I fished on quite hard for an hour or so, missing a few rises. Things were definitely not the same as the previous week (not that they would ever be of course), but I was hopeful that the cooler water temperature might provide the match for a spinner fire.
I got out of the river for a wee while and watched. A good mix of flies hovered around. Turns out my suspisions were correct and most of these were pale wateries (so says John Goddard). Also some BWOs and the odd sedge, and I think some caenis as well. What more could a trout ask for?
After growing frustrated with my attempts to catch one of the pale watery spinners without crushing it, I got back to the river, and started watching carefully. It wasn’t long before the first tiny little suppings gave away that a spinner fall was beginning. Now I remember one of my best evenings last season happened under similar circumstances, so I was getting pretty excited at this point. Off with the sedge and on with a size 18 polyprop sherry spinner. Of course casting this fly at this time of night you have to accept there’s no hope of seeing it on the water. Never mind though, practice at blind upstream nymphing has rewards for the dry fly fisher as well 🙂
It took a couple of cockups before I got the timing right, but what followed was a simply sublime hour of casting to thousands of rising fish. I caught so many I lost count (rare for me..), which was particularly satisfying because of the educated guesswork involved in the whole thing. A simply wonderful evening, the kind only encountered a couple of times a season. You just had to watch the general area where you knew the fly was, and when a little sip happened, wait a good second or more before tightening. It was interesting to see the tiniest of these little rises was from the best fish of the night, at just over a pound.
Once again I learned a good few things. The absolutely critical importance of a drag free drift when fishing spinners. How you can get to within a rod length of a fish, provided you’re wading deepish (or hiding), and it’s dark and the fish are feeding hard. This was how I caught a particularly tricky fish where I was getting uncontrollable drag with a normal cast. I waded slowly up, and pretty much dapped the fly onto his nose.
After a while I just stopped casting, and stood in the river and felt.. well if you’ve fished for long enough you’ll know what I mean.

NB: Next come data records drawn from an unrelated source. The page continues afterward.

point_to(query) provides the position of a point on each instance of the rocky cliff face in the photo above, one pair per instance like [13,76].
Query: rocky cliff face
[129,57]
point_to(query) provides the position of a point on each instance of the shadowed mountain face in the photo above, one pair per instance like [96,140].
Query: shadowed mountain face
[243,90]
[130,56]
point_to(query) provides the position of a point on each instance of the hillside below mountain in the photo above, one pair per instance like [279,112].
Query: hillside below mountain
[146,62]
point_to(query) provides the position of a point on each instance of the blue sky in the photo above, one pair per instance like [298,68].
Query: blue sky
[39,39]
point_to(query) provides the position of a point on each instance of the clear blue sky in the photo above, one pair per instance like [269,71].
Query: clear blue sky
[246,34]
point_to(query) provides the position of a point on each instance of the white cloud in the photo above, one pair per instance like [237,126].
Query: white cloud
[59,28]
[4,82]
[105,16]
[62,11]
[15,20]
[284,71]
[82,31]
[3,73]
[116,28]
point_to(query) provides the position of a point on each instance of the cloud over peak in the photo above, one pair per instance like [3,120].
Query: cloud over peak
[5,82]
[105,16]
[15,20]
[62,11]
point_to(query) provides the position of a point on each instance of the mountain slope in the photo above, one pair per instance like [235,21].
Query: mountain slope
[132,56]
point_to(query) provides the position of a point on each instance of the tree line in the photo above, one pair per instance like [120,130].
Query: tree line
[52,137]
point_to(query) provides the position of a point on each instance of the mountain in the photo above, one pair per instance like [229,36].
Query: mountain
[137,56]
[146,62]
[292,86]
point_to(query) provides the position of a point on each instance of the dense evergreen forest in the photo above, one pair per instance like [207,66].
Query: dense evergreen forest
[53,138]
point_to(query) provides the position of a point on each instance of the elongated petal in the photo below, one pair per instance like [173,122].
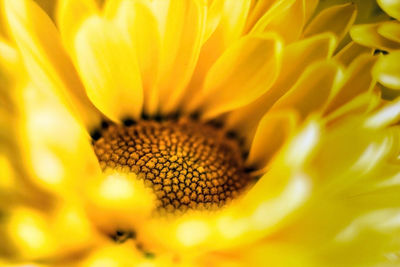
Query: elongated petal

The moon rose between some trees and glowed red.
Sometimes you realise that as fly anglers it can be possible to have an experience that goes beyond the usual. Not every time, but just occasionally things click and you’re breathing a different kind of air. Fishing a mid-summer spinner fall is surely one of the best things in fly fishing, the sight of sipping fish with a backdrop of a red-violet sky. The difficult and frustrating fishing times are what help to make an evening like this about as near to perfection as I know.